Retro Film Review: Quiz Show (1994)

(source: tmdb.org)

These days game shows are viewed as symbol of everything which is false and artificial on television. But few decades ago, in the pioneering days of the new media, perception of game shows was completely different. In 1950s America quiz shows were not just the most popular form of television - they were viewed as the living embodiment of American Dream. They gave Average Joes their chance for instant fame and fortune. They also awarded good old traditional values like hard work and education over physical looks, strength and luck - those qualities beyond the reach of mere mortals. But in 1958 that belief was forever shattered with a scandal that would gradually turn American Dream into nightmare… At least this is what screenwriter Paul Attanasio and director Robert Redford are trying to convince us in their 1994 drama Quiz Show.

The plot of the film is based on the true story that began in 1958. In that time the most popular television show is NBC's Twenty One. For several weeks one of its contestants, Herbert Stempel (played by John Turturro) is on the winning streak, earning huge amounts of money in the process. Producers, on the other hand, don't share his enthusiasm because New York Jew with bad teeth can't make sponsors happy. So, they pressure Stempel to take a dive and find new, more suitable contestant in the form of Charles Van Doren (played by Ralph Fiennes), good-looking WASP college professor belonging to American intellectual aristocracy. After few months, disgruntled Stempel unsuccessfully tries to alert public about the rigging but his efforts are fruitless until he meets with ambitious congressional investigator Richard Goodwin (played by Rob Morrow).

Redford again showed his good directorial skills and the recreation of late 1950s is almost flawless. The acting is great - Ralph Fiennes is good choice for charismatic intellectual unable to cope with difficult moral choices; Turturro makes great contrast as victim nobody feels sorry for and Morrow is great as relentless, idealist public crusader. Quiz Show is, therefore, film that shouldn't disappoint the audience. But the same audience probably has few reasons to be very enthusiastic about this piece of cinema. Reason for that lies in antiquated subject matter.

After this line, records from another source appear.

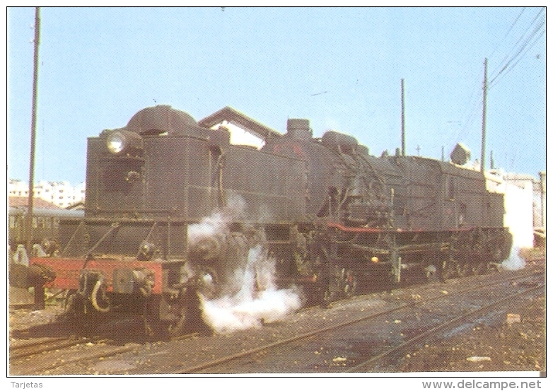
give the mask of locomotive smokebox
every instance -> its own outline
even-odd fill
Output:
[[[292,139],[308,140],[313,136],[313,131],[309,127],[309,119],[290,118],[286,124],[286,131]]]

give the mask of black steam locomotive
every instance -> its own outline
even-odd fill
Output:
[[[138,112],[88,139],[85,216],[61,222],[61,257],[31,263],[56,273],[47,286],[69,289],[81,320],[127,310],[173,334],[197,293],[222,294],[256,246],[277,282],[324,300],[409,269],[447,278],[508,256],[503,196],[480,172],[372,156],[351,136],[313,138],[306,119],[265,141],[231,144],[228,129],[170,106]]]

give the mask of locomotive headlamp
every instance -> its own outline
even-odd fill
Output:
[[[107,136],[105,146],[114,155],[136,152],[142,149],[142,138],[134,132],[116,130]]]

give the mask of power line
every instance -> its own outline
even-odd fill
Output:
[[[503,57],[503,59],[501,60],[499,65],[497,66],[497,67],[491,72],[491,76],[490,78],[490,83],[493,83],[494,81],[497,78],[497,77],[501,74],[508,66],[509,65],[516,60],[516,59],[520,54],[520,53],[524,51],[524,49],[527,47],[527,46],[529,45],[530,42],[534,39],[534,37],[536,36],[536,35],[540,32],[540,30],[542,27],[543,27],[545,24],[545,18],[542,17],[540,18],[540,23],[537,25],[535,25],[534,23],[537,19],[537,18],[540,16],[540,15],[543,12],[543,8],[541,8],[540,11],[536,14],[536,16],[534,17],[534,18],[532,20],[532,22],[530,22],[530,24],[528,25],[528,28],[526,29],[526,30],[524,32],[524,33],[520,35],[520,37],[518,38],[518,40],[515,43],[513,49],[510,51],[509,53],[507,53],[507,54]],[[532,27],[534,26],[533,30],[532,30],[532,32],[530,33],[529,36],[526,36],[528,31],[530,30]],[[518,44],[524,40],[523,42],[518,47]],[[514,52],[514,54],[513,52]],[[510,58],[509,58],[510,57]],[[498,69],[501,69],[499,71]]]
[[[520,54],[518,57],[518,58],[516,59],[516,61],[512,65],[511,65],[510,66],[508,66],[509,64],[506,64],[505,66],[505,67],[503,67],[503,69],[501,70],[501,72],[498,74],[490,81],[489,87],[490,88],[493,87],[494,86],[497,84],[501,80],[501,78],[503,78],[505,76],[505,75],[506,75],[511,71],[512,71],[515,68],[515,66],[516,66],[516,64],[518,64],[520,62],[520,61],[524,58],[524,56],[526,54],[526,53],[528,53],[528,51],[530,51],[530,49],[532,49],[535,45],[536,43],[537,43],[537,42],[540,40],[540,38],[541,38],[543,36],[544,34],[545,34],[545,30],[542,30],[541,33],[540,33],[539,35],[535,36],[533,42],[532,43],[529,43],[528,44],[528,47],[526,47],[526,49],[524,51],[523,53],[522,53],[522,54]],[[514,61],[514,59],[515,59],[515,58],[513,59],[513,61]],[[498,77],[499,77],[500,76],[501,76],[501,77],[498,79]]]
[[[514,22],[513,22],[513,23],[511,25],[511,27],[510,27],[510,28],[508,28],[508,30],[507,30],[507,33],[505,33],[505,35],[504,35],[504,36],[503,36],[503,37],[502,38],[501,41],[503,41],[503,40],[505,40],[505,38],[506,38],[506,37],[508,36],[509,33],[511,33],[511,30],[513,30],[513,27],[515,27],[515,25],[516,25],[516,23],[518,21],[518,19],[520,19],[520,16],[522,16],[523,13],[524,12],[524,11],[525,11],[525,9],[526,9],[526,7],[523,7],[523,9],[522,9],[522,10],[520,10],[520,13],[518,13],[518,16],[517,16],[517,17],[515,18],[515,21],[514,21]],[[491,57],[494,55],[494,54],[495,54],[495,52],[496,52],[496,50],[497,50],[497,49],[498,49],[498,48],[499,47],[499,46],[501,45],[501,41],[500,41],[500,42],[499,42],[497,43],[497,45],[496,45],[496,47],[495,47],[495,49],[494,49],[494,51],[493,51],[493,52],[491,52],[491,54],[489,55],[489,57]]]

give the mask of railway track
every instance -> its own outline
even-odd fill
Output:
[[[333,332],[335,332],[336,330],[339,330],[349,326],[353,327],[356,325],[357,327],[359,327],[359,325],[362,324],[363,322],[369,322],[371,320],[374,320],[378,318],[383,318],[387,315],[393,316],[394,314],[399,313],[402,310],[413,312],[414,308],[421,308],[425,304],[428,304],[433,301],[439,301],[440,299],[443,299],[444,298],[453,296],[458,297],[460,295],[468,294],[477,291],[483,291],[486,289],[493,289],[494,287],[499,286],[501,284],[518,284],[520,286],[523,284],[525,279],[532,279],[533,276],[540,274],[543,274],[543,273],[527,272],[520,274],[520,272],[519,272],[514,276],[506,276],[501,278],[501,281],[489,281],[489,279],[487,279],[485,281],[481,281],[477,284],[471,284],[470,287],[466,288],[462,288],[457,289],[457,286],[452,285],[448,288],[448,289],[452,289],[450,295],[444,295],[443,293],[443,291],[440,291],[438,290],[438,293],[429,297],[426,297],[424,298],[412,298],[408,300],[407,303],[400,305],[397,305],[394,303],[395,305],[393,305],[392,308],[389,308],[385,310],[373,312],[373,313],[369,313],[367,315],[357,317],[354,319],[336,323],[327,327],[318,328],[315,330],[303,333],[299,335],[294,335],[289,338],[283,338],[276,342],[273,342],[272,343],[264,344],[245,350],[243,349],[242,351],[238,353],[225,355],[224,356],[219,358],[214,357],[211,360],[204,360],[203,362],[194,365],[191,365],[190,362],[187,364],[170,365],[168,367],[168,369],[163,370],[162,373],[237,373],[236,368],[238,368],[238,373],[241,373],[243,371],[243,373],[246,373],[246,367],[244,366],[243,363],[256,361],[260,356],[270,357],[275,351],[286,349],[287,349],[287,346],[301,345],[305,341],[308,341],[310,339],[317,339],[325,334],[332,334]],[[453,288],[455,288],[455,291],[453,290]],[[538,288],[540,288],[532,287],[532,289]],[[363,300],[363,296],[357,298],[361,300]],[[395,297],[395,298],[397,298]],[[347,305],[350,300],[351,299],[336,302],[333,306],[339,307],[341,305]],[[488,305],[488,307],[489,305]],[[483,308],[477,310],[475,313],[477,313],[478,310],[483,311],[484,310]],[[462,315],[457,317],[459,318],[457,321],[459,322],[462,317],[470,316],[468,314],[469,313],[465,311]],[[455,320],[451,320],[452,324],[455,322]],[[437,332],[438,329],[436,329],[436,332]],[[384,354],[383,357],[391,357],[394,356],[394,351],[397,352],[402,349],[408,349],[409,346],[416,344],[417,341],[424,339],[425,336],[431,336],[433,332],[434,332],[429,329],[424,333],[419,333],[420,335],[413,337],[412,339],[412,340],[404,340],[403,342],[404,344],[402,345],[402,346],[403,346],[402,348],[398,344],[396,344],[396,347],[393,348],[396,349],[395,351],[390,350],[392,349],[390,348],[390,349],[388,349],[390,350],[389,352],[386,353],[382,351],[379,352],[378,354]],[[192,339],[193,339],[193,337],[194,337],[194,334],[188,334],[182,336],[177,339],[174,339],[173,341]],[[206,344],[211,344],[212,339],[204,339],[203,341]],[[49,339],[34,342],[16,342],[17,343],[13,344],[13,346],[11,346],[10,349],[10,372],[12,375],[49,374],[49,371],[54,368],[57,368],[56,370],[58,372],[62,373],[63,370],[61,370],[59,368],[71,364],[74,364],[75,366],[81,365],[82,367],[86,368],[94,361],[106,360],[107,358],[116,356],[123,357],[125,356],[124,354],[136,354],[139,351],[144,348],[144,344],[131,342],[122,346],[120,342],[117,343],[112,339],[103,338],[101,337],[88,339],[76,339],[73,337],[69,339]],[[184,346],[184,345],[182,346]],[[134,351],[133,352],[133,351]],[[355,367],[349,366],[347,368],[340,368],[340,371],[344,371],[346,369],[351,370],[353,368],[357,368],[358,370],[361,370],[362,369],[361,366],[364,365],[365,367],[363,368],[371,366],[371,362],[374,363],[375,361],[378,360],[378,358],[374,357],[376,357],[376,356],[373,355],[373,358],[372,358],[371,357],[368,358],[368,360],[363,363],[357,361]],[[371,361],[370,360],[373,360],[373,361]],[[229,370],[229,368],[235,368],[234,372]],[[284,372],[284,370],[283,370],[283,372]],[[140,373],[142,372],[136,372],[136,373]]]
[[[541,290],[545,286],[545,284],[540,284],[538,286],[529,288],[521,292],[517,292],[516,293],[513,293],[511,295],[502,298],[500,300],[497,300],[494,303],[488,304],[487,305],[484,305],[483,307],[481,307],[473,311],[463,313],[462,315],[455,317],[448,322],[446,322],[435,327],[426,330],[426,332],[419,334],[417,337],[407,339],[402,344],[394,346],[393,348],[390,349],[381,353],[380,354],[378,354],[378,356],[371,357],[371,358],[363,361],[361,363],[349,368],[346,372],[366,372],[368,369],[372,369],[376,363],[378,363],[379,364],[381,364],[382,361],[385,358],[390,358],[392,355],[397,356],[398,354],[401,354],[402,352],[407,351],[409,348],[412,348],[417,344],[424,340],[425,338],[431,337],[433,334],[436,334],[438,332],[442,332],[443,330],[451,329],[452,327],[455,327],[458,324],[463,321],[466,321],[467,318],[470,318],[472,317],[474,317],[475,315],[478,315],[479,314],[482,314],[484,311],[491,311],[494,308],[498,308],[501,305],[511,301],[515,298],[518,298],[525,295],[527,295],[529,293],[532,293],[535,291]]]
[[[468,288],[461,289],[460,291],[455,292],[455,294],[456,296],[460,296],[464,293],[472,293],[475,292],[475,289],[485,290],[490,288],[499,286],[501,285],[505,284],[506,283],[508,284],[515,281],[519,281],[519,282],[523,281],[525,279],[528,279],[529,277],[532,277],[537,274],[537,273],[529,273],[523,276],[516,276],[508,279],[506,279],[501,281],[484,283],[479,285],[477,287],[471,286],[470,288]],[[392,348],[388,349],[385,351],[379,354],[378,356],[373,356],[369,359],[364,361],[361,363],[357,364],[354,367],[349,368],[347,370],[347,372],[362,372],[365,368],[369,367],[371,364],[373,364],[374,363],[378,361],[379,360],[381,360],[387,356],[390,356],[394,353],[397,353],[400,351],[402,351],[402,349],[403,350],[407,349],[409,347],[414,346],[418,342],[424,339],[426,337],[431,337],[433,334],[437,333],[441,330],[443,330],[445,329],[447,329],[448,327],[451,327],[453,325],[455,325],[462,322],[463,320],[466,320],[472,316],[474,316],[479,313],[482,313],[484,311],[491,310],[494,308],[497,307],[501,303],[503,303],[508,300],[511,300],[513,298],[526,294],[528,292],[532,292],[538,289],[542,289],[543,286],[544,285],[542,284],[539,285],[538,286],[532,286],[528,289],[523,291],[523,292],[518,292],[513,295],[509,295],[508,296],[502,298],[501,300],[497,300],[492,303],[479,307],[477,309],[475,309],[472,311],[464,312],[461,315],[455,317],[447,322],[441,322],[441,324],[438,326],[433,327],[429,329],[427,329],[424,332],[419,333],[416,337],[409,339],[404,341],[403,343],[395,346]],[[378,312],[376,313],[369,314],[366,316],[363,316],[352,320],[342,322],[336,325],[333,325],[332,326],[328,327],[313,330],[312,332],[297,335],[293,337],[282,339],[276,342],[258,346],[248,350],[246,351],[241,351],[234,354],[231,354],[210,361],[206,361],[194,366],[180,368],[175,370],[175,373],[180,373],[180,374],[236,373],[236,372],[233,372],[232,368],[238,366],[240,368],[239,370],[244,370],[245,373],[248,373],[248,369],[245,367],[245,365],[248,365],[248,363],[255,363],[259,361],[260,359],[263,360],[264,357],[270,356],[271,355],[274,355],[275,351],[277,350],[279,351],[282,351],[286,350],[286,346],[293,346],[293,345],[296,345],[296,346],[301,346],[302,344],[302,341],[305,341],[308,339],[312,339],[314,337],[316,338],[319,336],[325,334],[332,333],[332,332],[334,332],[336,330],[343,329],[344,328],[349,326],[352,326],[356,324],[357,325],[361,324],[363,322],[373,320],[377,318],[383,317],[385,315],[389,315],[395,313],[399,313],[402,310],[410,309],[416,306],[421,306],[424,304],[427,304],[433,301],[443,300],[444,297],[445,296],[443,294],[441,294],[441,295],[438,294],[438,295],[433,296],[432,297],[427,298],[424,300],[414,300],[411,303],[407,303],[405,304],[398,305],[394,308]],[[282,358],[281,358],[280,359],[281,360]],[[237,362],[238,363],[233,364],[233,362]]]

Rigging of game shows perhaps represented something quite shocking for 1950s public, but for newer generations, those raised on Watergate, Iran-Contra and Clinton presidency and those who now take media manipulation for granted, this "scandal" looks terribly insignificant. Those viewers could hardly accept Redford's view of these events as something that represented "the loss of American innocence". At least not without some sort of irony, but the irony is something this film terribly lacks. Redford takes everything in this film too seriously, and, in the end, this film looks outdated and quixotic, resembling one of its characters in his last futile crusade against emerging power of television. However, this cinematic effort, although failed and, ironically, better suited for television as a medium, still represents one of more interesting (and rare) examples of socially conscious 1990s Hollywood films.

RATING: 6/10 (++)

(Note: The text in its original form was posted in Usenet newsgroup rec.arts.movies.reviews on July 21st 2000)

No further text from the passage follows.